Conjecturaram, pois, os theologos que Deus effectivamente opera, em seguida á resurreição, o segundo milagre de que fallamos. Primeiro, exhuma do sepulchro os corpos de argila que lá se haviam desfeito; tira-os taes quaes lá tinham entrado com as suas nativas infermidades e as degradações successivas da idade, da doença e do vicio, decrepitos, infesados, gotosos, cheios de precisões, sensiveis á ferroada d'uma abelha, cobertos das macerações que lhes fizeram o rossar da vida e da morte: eis o primeiro milagre. Depois, a estes corpos alquebrados, prestes a reverter ao pó d'onde surgiram, inflige uma propriedade que não tinham: a immortalidade, o mesmo dom que n'um lance de colera, ou, se o quereis, n'um lance de misericordia, elle tinha subtrahido a Adão quando o expulsou do Eden: eis o segundo milagre. Quando Adão era immortal, era invulneravel; e, quando cessou de ser invulneravel, tornou-se mortal. Á dôr seguiu-se o morrer.
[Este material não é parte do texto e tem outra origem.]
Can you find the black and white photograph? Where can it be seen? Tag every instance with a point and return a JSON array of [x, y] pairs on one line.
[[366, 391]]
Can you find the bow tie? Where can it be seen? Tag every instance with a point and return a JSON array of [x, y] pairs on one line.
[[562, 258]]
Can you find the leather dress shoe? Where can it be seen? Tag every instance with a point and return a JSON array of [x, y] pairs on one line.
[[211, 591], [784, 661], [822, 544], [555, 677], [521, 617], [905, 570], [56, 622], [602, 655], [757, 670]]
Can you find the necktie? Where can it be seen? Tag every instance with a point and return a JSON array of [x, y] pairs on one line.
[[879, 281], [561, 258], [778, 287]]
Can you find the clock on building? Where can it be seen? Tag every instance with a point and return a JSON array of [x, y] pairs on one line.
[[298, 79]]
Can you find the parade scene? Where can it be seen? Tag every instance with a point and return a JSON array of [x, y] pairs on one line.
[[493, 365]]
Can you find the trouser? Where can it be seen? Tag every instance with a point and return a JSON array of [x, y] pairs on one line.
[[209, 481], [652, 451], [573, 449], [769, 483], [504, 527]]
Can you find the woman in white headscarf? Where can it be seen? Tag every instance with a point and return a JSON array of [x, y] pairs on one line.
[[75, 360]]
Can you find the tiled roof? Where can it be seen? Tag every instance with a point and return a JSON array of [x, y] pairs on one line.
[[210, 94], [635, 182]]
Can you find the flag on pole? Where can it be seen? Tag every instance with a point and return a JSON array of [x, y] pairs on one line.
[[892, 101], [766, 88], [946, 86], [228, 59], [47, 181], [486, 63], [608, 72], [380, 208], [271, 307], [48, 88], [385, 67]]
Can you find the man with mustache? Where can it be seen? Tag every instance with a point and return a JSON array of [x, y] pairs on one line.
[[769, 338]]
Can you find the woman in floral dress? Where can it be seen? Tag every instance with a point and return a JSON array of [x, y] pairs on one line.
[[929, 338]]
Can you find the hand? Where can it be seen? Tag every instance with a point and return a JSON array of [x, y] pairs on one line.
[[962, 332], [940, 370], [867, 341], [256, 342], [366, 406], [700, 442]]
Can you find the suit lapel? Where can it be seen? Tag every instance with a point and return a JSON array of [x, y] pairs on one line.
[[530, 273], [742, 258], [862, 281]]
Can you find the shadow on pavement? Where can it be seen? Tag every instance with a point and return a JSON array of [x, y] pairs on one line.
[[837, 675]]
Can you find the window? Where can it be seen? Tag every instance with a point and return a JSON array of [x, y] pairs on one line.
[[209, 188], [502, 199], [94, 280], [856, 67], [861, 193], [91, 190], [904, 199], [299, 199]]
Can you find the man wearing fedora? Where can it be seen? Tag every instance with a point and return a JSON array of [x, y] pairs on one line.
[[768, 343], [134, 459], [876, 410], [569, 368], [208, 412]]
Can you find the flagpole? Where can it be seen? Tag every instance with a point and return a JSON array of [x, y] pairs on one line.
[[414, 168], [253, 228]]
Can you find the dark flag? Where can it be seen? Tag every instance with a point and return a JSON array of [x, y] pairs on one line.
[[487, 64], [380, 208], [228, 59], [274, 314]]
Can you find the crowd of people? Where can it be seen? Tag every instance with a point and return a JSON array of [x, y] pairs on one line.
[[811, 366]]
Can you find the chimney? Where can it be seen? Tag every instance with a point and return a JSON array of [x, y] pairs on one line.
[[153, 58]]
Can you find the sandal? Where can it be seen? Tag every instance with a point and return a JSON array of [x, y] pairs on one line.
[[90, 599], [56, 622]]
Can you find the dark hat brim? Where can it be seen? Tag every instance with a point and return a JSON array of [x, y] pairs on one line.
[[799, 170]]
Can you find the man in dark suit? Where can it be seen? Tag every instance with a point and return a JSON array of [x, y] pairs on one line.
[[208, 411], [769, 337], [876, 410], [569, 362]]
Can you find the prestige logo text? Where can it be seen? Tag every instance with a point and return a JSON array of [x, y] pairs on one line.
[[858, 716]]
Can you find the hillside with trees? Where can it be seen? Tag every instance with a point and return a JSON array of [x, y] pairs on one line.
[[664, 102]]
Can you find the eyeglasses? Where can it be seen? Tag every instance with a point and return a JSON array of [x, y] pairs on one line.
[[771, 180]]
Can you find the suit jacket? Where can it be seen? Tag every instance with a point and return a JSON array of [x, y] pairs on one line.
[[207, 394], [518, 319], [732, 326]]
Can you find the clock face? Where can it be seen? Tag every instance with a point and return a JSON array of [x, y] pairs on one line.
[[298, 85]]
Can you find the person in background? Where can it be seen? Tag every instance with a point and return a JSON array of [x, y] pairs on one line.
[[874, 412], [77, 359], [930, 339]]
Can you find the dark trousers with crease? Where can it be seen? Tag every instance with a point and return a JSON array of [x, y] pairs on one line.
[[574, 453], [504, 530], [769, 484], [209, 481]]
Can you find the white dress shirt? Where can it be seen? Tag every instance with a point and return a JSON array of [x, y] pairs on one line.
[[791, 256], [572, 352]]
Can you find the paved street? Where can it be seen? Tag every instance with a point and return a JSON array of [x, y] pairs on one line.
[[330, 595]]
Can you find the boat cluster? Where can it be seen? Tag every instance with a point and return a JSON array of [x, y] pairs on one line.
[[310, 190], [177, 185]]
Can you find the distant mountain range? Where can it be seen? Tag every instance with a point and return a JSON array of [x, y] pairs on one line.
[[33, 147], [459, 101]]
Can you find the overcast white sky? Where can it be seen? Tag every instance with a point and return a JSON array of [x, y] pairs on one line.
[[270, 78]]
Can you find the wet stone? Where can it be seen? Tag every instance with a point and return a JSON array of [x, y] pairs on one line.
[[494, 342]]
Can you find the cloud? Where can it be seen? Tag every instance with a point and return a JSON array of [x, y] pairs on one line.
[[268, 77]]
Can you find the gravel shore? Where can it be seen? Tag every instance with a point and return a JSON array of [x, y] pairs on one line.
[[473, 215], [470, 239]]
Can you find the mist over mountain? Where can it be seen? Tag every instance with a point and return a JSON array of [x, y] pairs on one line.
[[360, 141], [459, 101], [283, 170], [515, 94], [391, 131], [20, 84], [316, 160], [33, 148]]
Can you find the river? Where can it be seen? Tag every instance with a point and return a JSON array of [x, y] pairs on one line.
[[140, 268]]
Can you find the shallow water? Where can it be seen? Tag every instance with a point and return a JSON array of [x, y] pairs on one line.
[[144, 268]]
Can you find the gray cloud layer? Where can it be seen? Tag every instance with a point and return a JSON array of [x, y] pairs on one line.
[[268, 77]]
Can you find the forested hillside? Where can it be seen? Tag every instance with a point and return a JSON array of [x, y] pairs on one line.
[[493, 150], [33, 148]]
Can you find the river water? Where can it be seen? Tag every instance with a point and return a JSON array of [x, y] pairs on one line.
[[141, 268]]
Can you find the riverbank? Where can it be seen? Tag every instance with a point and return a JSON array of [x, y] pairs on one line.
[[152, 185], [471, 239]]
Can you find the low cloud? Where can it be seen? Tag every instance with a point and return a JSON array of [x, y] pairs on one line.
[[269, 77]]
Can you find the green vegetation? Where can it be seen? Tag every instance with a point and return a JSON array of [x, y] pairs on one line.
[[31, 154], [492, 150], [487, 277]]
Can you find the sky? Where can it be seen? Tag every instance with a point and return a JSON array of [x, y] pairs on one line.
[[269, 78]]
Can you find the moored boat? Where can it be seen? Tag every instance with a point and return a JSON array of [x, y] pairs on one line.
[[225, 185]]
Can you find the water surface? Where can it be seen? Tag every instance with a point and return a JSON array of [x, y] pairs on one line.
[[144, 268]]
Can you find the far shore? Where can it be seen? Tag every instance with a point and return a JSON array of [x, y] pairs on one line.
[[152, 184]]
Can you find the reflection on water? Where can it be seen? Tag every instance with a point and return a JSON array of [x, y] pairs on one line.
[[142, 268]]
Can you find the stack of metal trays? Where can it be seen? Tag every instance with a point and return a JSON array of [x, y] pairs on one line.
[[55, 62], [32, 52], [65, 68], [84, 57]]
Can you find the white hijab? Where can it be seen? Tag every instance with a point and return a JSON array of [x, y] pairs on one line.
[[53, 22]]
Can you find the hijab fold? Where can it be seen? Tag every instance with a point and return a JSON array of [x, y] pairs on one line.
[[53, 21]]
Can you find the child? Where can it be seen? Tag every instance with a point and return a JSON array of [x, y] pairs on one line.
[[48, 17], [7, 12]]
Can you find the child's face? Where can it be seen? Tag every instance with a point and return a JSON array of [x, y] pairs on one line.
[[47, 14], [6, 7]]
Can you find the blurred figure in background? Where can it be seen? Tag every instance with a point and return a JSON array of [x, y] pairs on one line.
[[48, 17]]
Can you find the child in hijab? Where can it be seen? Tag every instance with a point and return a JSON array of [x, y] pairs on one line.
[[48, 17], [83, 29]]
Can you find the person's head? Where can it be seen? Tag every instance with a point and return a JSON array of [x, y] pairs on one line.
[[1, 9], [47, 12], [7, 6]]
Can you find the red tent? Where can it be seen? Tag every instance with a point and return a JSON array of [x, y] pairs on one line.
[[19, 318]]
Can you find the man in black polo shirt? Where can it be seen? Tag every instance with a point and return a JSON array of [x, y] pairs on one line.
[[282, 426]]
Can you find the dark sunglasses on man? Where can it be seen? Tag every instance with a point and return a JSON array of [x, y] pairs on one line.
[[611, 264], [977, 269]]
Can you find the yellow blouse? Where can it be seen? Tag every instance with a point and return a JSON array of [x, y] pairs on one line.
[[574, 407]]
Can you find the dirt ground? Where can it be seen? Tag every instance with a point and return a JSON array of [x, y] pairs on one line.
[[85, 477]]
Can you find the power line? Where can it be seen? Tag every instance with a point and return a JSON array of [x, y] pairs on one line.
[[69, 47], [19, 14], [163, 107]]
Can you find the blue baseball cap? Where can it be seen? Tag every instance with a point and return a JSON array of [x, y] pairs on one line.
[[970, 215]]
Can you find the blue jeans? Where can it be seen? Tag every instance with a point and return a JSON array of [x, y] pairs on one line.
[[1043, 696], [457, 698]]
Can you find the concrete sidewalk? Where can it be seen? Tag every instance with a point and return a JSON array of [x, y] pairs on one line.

A resurreição, portanto, nem nos repõe nas condições physicas do homem innocente, nem nas condições physicas do homem culpado; é uma resurreição das nossas miserias sómente; mas com sobrecarga de novas miserias, infinitamente mais horriveis; é, até certo ponto, uma verdadeira creação, e mais maliciosa que imaginação alguma ainda concebeu.